In 2002, Neulander received a prison sentence after his first trial resulted in a hung jury. He had paid the two men $30,000 to murder his wife, 52-year-old Carol Neulander, the mother of the couple’s three children, in 1994. Court filings suggest that the killers beat Carol Neulander to death in the family’s Cherry Hill home, bludgeoning her with a metal pipe.
At the time, Fred Neulander was the head rabbi of Cherry Hill synagogue, and Carol was a co-founder of Cherry Hill’s Classic Cake bakery, a local boutique shop.
During Neulander’s murder trial, one of the hitmen claimed that Fred Neulander wanted his wife dead so that he could have an affair with a Philadelphia radio personality.
The murder plan gave the impression that there had been a robbery in the house; however, investigators stated at the time that almost nothing inside the house had been distributed, which they considered strange.
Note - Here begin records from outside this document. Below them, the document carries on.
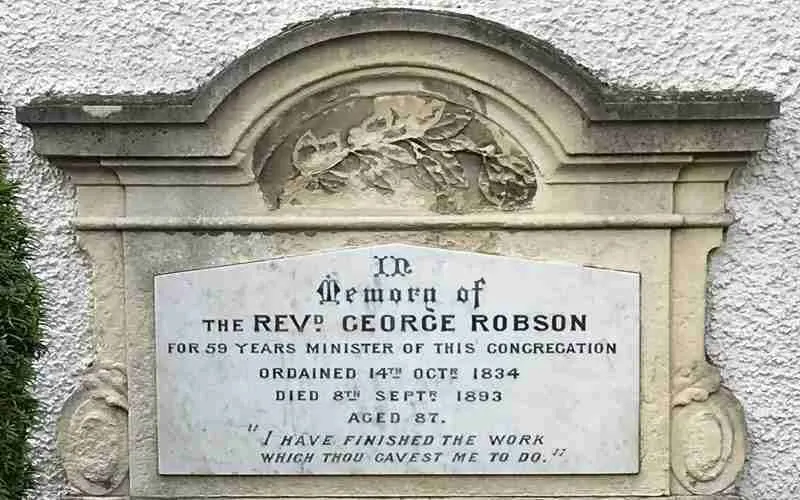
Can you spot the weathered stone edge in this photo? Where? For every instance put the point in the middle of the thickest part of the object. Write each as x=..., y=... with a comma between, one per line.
x=600, y=101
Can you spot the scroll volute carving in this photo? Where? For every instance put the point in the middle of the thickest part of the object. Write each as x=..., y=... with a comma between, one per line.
x=449, y=151
x=93, y=432
x=708, y=431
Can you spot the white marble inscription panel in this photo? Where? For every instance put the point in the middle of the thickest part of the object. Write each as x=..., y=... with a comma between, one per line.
x=398, y=359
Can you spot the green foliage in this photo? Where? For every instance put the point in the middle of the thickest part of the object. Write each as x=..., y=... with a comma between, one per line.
x=20, y=344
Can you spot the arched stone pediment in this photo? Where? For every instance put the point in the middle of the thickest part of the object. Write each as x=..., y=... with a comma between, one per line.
x=532, y=118
x=422, y=128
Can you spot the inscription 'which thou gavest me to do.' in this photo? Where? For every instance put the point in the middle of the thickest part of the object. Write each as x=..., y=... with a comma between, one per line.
x=398, y=360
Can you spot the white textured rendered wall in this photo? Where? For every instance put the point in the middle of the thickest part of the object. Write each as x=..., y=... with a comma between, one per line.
x=137, y=46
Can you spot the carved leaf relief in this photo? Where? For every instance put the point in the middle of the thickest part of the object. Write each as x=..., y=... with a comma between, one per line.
x=419, y=138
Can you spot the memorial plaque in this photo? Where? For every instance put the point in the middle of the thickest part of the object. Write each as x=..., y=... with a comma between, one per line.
x=398, y=360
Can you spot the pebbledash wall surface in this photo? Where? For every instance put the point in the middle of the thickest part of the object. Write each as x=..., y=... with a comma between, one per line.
x=144, y=46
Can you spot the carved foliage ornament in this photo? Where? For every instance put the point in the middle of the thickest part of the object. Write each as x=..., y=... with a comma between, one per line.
x=93, y=432
x=708, y=431
x=422, y=139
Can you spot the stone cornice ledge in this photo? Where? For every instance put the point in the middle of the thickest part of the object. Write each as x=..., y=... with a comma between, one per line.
x=600, y=101
x=404, y=222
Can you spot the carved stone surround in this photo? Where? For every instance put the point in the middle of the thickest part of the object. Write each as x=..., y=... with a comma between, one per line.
x=401, y=125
According to the police investigation, Carol Neulander was on the phone with the couple’s daughter, Rebecca Neulander Rockoff, when the hitmen entered the family residence.
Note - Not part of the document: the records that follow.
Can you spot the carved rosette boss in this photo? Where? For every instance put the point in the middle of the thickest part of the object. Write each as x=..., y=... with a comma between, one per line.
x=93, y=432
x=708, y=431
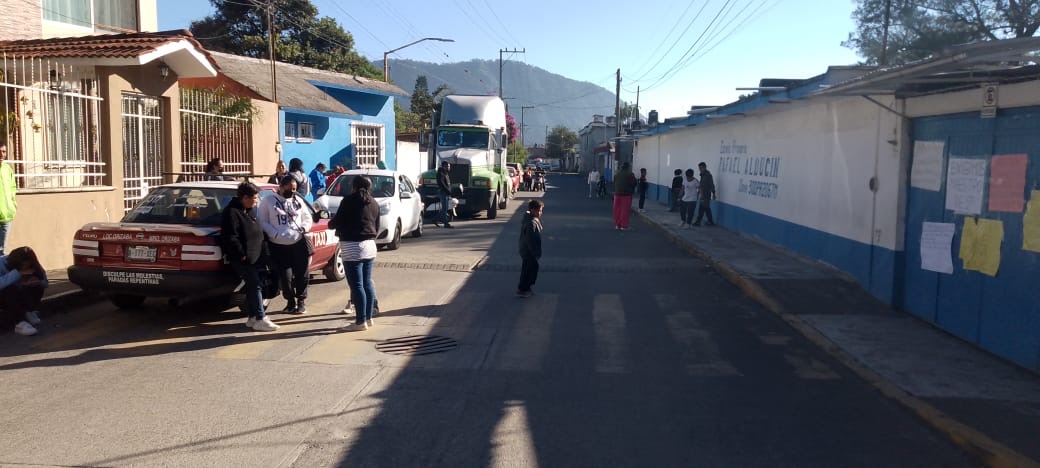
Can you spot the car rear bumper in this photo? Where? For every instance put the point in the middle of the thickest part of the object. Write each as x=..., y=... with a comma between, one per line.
x=153, y=283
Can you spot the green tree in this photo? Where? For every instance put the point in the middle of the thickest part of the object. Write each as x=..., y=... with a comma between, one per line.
x=303, y=37
x=517, y=153
x=920, y=28
x=561, y=139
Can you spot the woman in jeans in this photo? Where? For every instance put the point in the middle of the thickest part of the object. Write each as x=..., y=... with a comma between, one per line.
x=357, y=224
x=241, y=238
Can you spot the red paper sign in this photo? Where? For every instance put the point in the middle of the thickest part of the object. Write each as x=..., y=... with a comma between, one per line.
x=1007, y=183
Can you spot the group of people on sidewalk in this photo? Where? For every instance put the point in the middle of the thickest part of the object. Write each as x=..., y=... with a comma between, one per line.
x=273, y=237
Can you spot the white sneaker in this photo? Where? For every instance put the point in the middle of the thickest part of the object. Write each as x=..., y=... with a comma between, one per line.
x=32, y=317
x=355, y=328
x=264, y=325
x=25, y=329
A state appeals court denied an attempt to overturn Fred Neulander’s sentence in 2016.
Neulander was the first rabbi at Congregation M’kor Shalom, a Reform Jewish synagogue in Cherry Hill. That synagogue closed in 2022 after combining with another one.
Neulander had completed 22 of his 30-year prison sentence at the time of his death.
The story captivated Philadelphia and developed a large following on cable television, inspiring documentaries, crime series, and even a musical.
The exhibition faced protests from the Neulander family, previous congregants, and synagogue officials, leading to its eventual cancellation.